I entered the national lockdown in March six days early, when the UK had 1950 cases and 81 deaths from coronavirus. My lockdown was driven partly by concerns that we were not following lessons from Wuhan, but mainly by a question that day in my clinic from a long-standing patient with heart failure. I often said he was fitter than me, so he was confused at being at “high-risk” (“clinically vulnerable”), as per the list of conditions announced on 16 March 2020, with recommended stricter “social isolation”.
Every affected country reported increased deaths with older age and certain conditions, such as heart disease. I wanted to communicate my patient’s individual risk to him. I wanted to investigate whether risk of death differed between conditions on the government’s list, from chronic kidney disease to diabetes, to check we were isolating the right people.
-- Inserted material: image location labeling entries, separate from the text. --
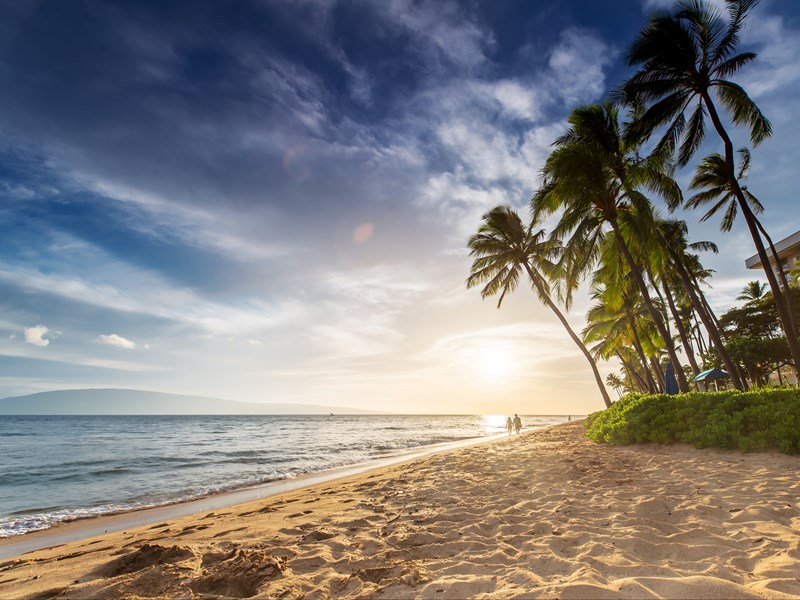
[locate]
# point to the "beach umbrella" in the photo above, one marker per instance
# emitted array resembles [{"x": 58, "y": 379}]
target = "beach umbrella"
[
  {"x": 711, "y": 375},
  {"x": 670, "y": 383}
]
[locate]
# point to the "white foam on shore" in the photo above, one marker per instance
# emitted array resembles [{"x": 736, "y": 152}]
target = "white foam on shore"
[{"x": 91, "y": 525}]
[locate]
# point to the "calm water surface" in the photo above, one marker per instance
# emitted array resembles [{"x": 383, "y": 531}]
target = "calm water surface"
[{"x": 57, "y": 468}]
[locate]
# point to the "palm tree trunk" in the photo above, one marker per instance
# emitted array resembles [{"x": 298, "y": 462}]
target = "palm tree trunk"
[
  {"x": 637, "y": 344},
  {"x": 749, "y": 218},
  {"x": 659, "y": 374},
  {"x": 634, "y": 375},
  {"x": 787, "y": 296},
  {"x": 687, "y": 347},
  {"x": 701, "y": 342},
  {"x": 710, "y": 312},
  {"x": 713, "y": 331},
  {"x": 683, "y": 385},
  {"x": 543, "y": 293}
]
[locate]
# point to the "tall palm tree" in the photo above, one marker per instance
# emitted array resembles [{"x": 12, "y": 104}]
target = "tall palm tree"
[
  {"x": 593, "y": 177},
  {"x": 711, "y": 178},
  {"x": 503, "y": 249},
  {"x": 612, "y": 323},
  {"x": 685, "y": 56},
  {"x": 752, "y": 292}
]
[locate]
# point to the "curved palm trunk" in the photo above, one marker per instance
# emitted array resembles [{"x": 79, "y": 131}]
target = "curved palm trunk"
[
  {"x": 659, "y": 374},
  {"x": 683, "y": 385},
  {"x": 633, "y": 375},
  {"x": 787, "y": 296},
  {"x": 710, "y": 312},
  {"x": 687, "y": 347},
  {"x": 637, "y": 344},
  {"x": 543, "y": 293},
  {"x": 711, "y": 328},
  {"x": 749, "y": 218},
  {"x": 701, "y": 342}
]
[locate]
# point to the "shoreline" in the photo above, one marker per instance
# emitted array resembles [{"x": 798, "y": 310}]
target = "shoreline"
[
  {"x": 77, "y": 529},
  {"x": 544, "y": 514}
]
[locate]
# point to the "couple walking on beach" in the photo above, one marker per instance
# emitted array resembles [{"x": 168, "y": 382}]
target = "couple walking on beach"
[{"x": 515, "y": 423}]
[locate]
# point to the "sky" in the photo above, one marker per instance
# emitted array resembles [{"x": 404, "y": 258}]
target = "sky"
[{"x": 270, "y": 201}]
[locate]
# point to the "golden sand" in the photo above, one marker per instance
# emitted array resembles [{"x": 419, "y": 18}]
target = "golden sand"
[{"x": 546, "y": 514}]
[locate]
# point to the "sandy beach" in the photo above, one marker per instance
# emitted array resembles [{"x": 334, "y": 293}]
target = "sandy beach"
[{"x": 546, "y": 514}]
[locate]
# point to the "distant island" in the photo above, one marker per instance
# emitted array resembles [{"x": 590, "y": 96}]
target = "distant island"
[{"x": 139, "y": 402}]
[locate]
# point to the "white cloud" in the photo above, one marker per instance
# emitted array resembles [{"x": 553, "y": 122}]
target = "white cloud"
[
  {"x": 578, "y": 64},
  {"x": 35, "y": 335},
  {"x": 116, "y": 340}
]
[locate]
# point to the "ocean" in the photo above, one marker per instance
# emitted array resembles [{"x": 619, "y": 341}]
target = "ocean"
[{"x": 62, "y": 468}]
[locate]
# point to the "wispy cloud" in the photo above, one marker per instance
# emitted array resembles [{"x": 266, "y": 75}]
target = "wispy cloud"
[
  {"x": 35, "y": 335},
  {"x": 116, "y": 340}
]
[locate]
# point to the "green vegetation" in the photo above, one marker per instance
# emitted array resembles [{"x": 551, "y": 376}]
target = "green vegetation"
[
  {"x": 761, "y": 418},
  {"x": 598, "y": 191}
]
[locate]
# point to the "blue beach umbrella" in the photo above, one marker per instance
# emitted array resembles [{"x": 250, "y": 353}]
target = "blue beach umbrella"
[
  {"x": 670, "y": 383},
  {"x": 710, "y": 375}
]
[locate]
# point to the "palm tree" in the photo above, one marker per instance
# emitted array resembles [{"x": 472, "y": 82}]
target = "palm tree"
[
  {"x": 673, "y": 233},
  {"x": 503, "y": 249},
  {"x": 711, "y": 178},
  {"x": 593, "y": 177},
  {"x": 684, "y": 56},
  {"x": 752, "y": 292},
  {"x": 611, "y": 324},
  {"x": 616, "y": 382}
]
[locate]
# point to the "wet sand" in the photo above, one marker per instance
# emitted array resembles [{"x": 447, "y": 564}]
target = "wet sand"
[{"x": 546, "y": 514}]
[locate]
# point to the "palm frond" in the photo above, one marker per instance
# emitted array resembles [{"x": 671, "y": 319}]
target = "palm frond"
[{"x": 743, "y": 110}]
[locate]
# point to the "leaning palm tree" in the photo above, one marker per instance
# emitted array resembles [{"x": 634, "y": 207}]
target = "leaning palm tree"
[
  {"x": 673, "y": 238},
  {"x": 715, "y": 188},
  {"x": 593, "y": 178},
  {"x": 686, "y": 56},
  {"x": 503, "y": 249},
  {"x": 752, "y": 292}
]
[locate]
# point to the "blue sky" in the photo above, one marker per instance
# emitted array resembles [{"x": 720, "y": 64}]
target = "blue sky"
[{"x": 269, "y": 201}]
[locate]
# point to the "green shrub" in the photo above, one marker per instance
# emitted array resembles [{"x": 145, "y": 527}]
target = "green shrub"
[{"x": 760, "y": 418}]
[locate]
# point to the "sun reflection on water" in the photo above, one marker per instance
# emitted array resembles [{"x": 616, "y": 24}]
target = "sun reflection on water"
[{"x": 493, "y": 424}]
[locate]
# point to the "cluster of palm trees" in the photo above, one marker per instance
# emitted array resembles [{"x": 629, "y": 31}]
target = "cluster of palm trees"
[{"x": 599, "y": 181}]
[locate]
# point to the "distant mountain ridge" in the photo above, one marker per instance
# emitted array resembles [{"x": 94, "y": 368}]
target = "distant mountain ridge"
[{"x": 112, "y": 401}]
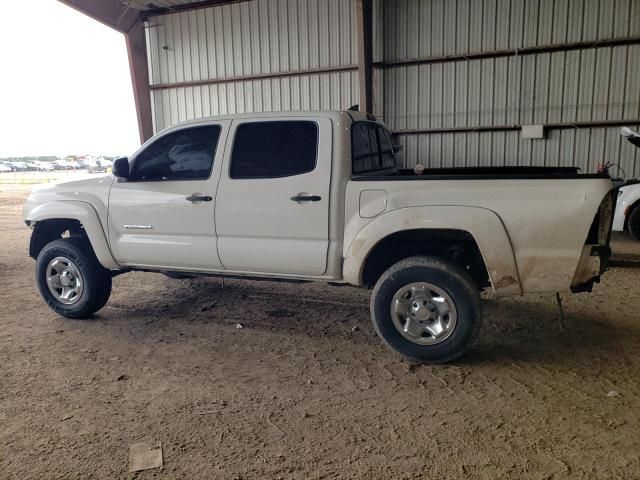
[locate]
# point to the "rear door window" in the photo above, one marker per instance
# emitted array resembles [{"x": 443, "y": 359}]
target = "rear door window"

Finally, I suspected unchecked infection rates would create thousands of deaths. My lockdown was with my laptop. I did not see my family for four days.
By 20th March, our four-strong research team (Laura Pasea, Spiros Denaxas, Harry Hemingway, and me) had convinced twelve colleagues to join us in this research. Everybody contributed with skills from virology to statistics via phone calls, emails and Microsoft Teams. On 22nd March a further “extremely vulnerable” list of conditions was released, and we published our preprint after sending to the Chief Medical Officer’s office. The new list included 1.5 million individuals who should stay at home for at least 12 weeks (“shielding”), including those on chemotherapy.
The following evening, the Prime Minister announced lockdown. We showed that 10% infection rate (likely in March/April) would lead to 30 000 and 70 000 excess deaths over one year, only preventable by reducing infection rate. With refinements, we published the research in The Lancet on 12 May, showing 20% of UK adults are “high risk”, the day after the prime minister announced the beginning of easing of lockdown. As of 18 September, there have been at least 381 614 confirmed cases and 41 705 deaths, now including colleagues, friends, and several patients.
I am in a family of strong women. My wife, a dentist, returned to work full-time in June after “the curve flattened”, PPE supplies improved, and clear professional guidance emerged (the aerosol-generating risk is obviously among the highest in dentistry among health professions). She was home-teacher to our 6-year old daughter (the other strong madam in our house), who returned to school last month. There is another strong woman I missed during lockdown. My mother, in her sixties with diabetes, is in Yorkshire, and was mostly self-isolating. Since the prime minister’s announcement on 11 May, she wanted to know if and when she should return to teaching. She used to ask regularly if my exercise might lead me up North from Barnet (with her granddaughter of course). The relief of being able to see each other a few times, is now replaced by anxiety as case numbers rise and local lockdowns become a reality.
Whereas we have guidance for extremely vulnerable individuals, it is confusing for people like my mother, who represent a larger proportion of the population. Over 90% of excess deaths occur in this category. Moreover, care of underlying conditions is likely to have been reduced, probably due to patients not attending hospital and health system strain. To avoid further tragedy, we must focus our efforts here, protecting them from infection and ensuring treatment of their comorbidities.
We urgently need to communicate risk, regardless of covid-19, to patients, carers, researchers and policymakers, and that information needs to be simple, yet as specific to individuals as possible. During intensive care shifts at the Nightingale Hospital, I saw how evidence could help conversations with relatives in difficult times. The government has commissioned a specific tool to provide covid-19-specific risk information, which will help these discussions between clinicians and patients.
“Listen to your patient, he is telling you his diagnosis,” said William Osler. My patient told me the health system diagnosis at an early stage in the pandemic, which still rings true now. Even in a health system which is universally accessible with available patient-level data for clinical practice and research, he needed more specific risk information. Which data, which risk information, and for which audience are important questions, which researchers, policymakers, and clinicians cannot answer without patients and members of the public. We need to reflect on which health data should be accessible for urgent and sometimes immediate research in public health emergencies. Data has long been labelled the “new oil”. Much more than that, it could be the “new drug” or the “new vaccine”.
Amitava Banerjee, Institute of Health Informatics, University College London, London.